In Street Fighter V, Ken's version causes a knockdown on hit without needing to 'charge' like Akuma's; thus combining the best properties of Ryu's and Akuma's versions. This is obviously offset by the inherent time limit on his V-Trigger. The knockdown effect of this move helps immensely in maintaining Ken's already excellent offensive pressure while his V-Trigger is active.
In Super Smash Bros. for 3DS and Wii U, Ryu can unleash a Shakunetsu Hadoken by performing a half-circle forward motion and pressing either the Attack or the Special button. It deals 1% more damage than a regular fast input Hadoken (Fast True Hadoken) and 2% more damage than a regular slow input Hadoken (Slow True Hadoken). It also does more shield damage, knocks the target back further and hits multiple times (five in total, the first four do 1% damage plus the last hit 4%). Holding the Attack or Special Button down, will increase the Shakunetsu Hadoken's speed and all of the five hits will combo into each other. Whereas tapping the button will make the Shakunetsu Hadoken fly slower and the multihits won't combo into each other. Slow Shakunetsu Hadokens are great for spacing near opponents and setting a set up against floaty characters (2*light Down-Tilt into strong Down-Tilt cancelled into a Slow Shakunetsu Hadoken). In contrast, the Fast Shakunetsu Hadoken is great for spacing far opponents and will true combo all non-floaty characters (2*light Down-Tilt into strong Down-Tilt cancelled into Fast Shakunetsu Hadoken).

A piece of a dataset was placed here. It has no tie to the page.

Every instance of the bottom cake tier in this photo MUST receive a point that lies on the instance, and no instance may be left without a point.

The multihits allow Ryu to set up pressure and possible following setups in a match. But it also has a downside to it too. Since the player has to do a longer motion than for the True Hadoken, they need more time to pull the motion off.
Shin Akuma Edit
- Originally, Shakunetsu Hadoken for both Ryu and Akuma was meant to be included in the gameplay of Marvel vs. Capcom 3, but it was dropped and the sound files were left unused.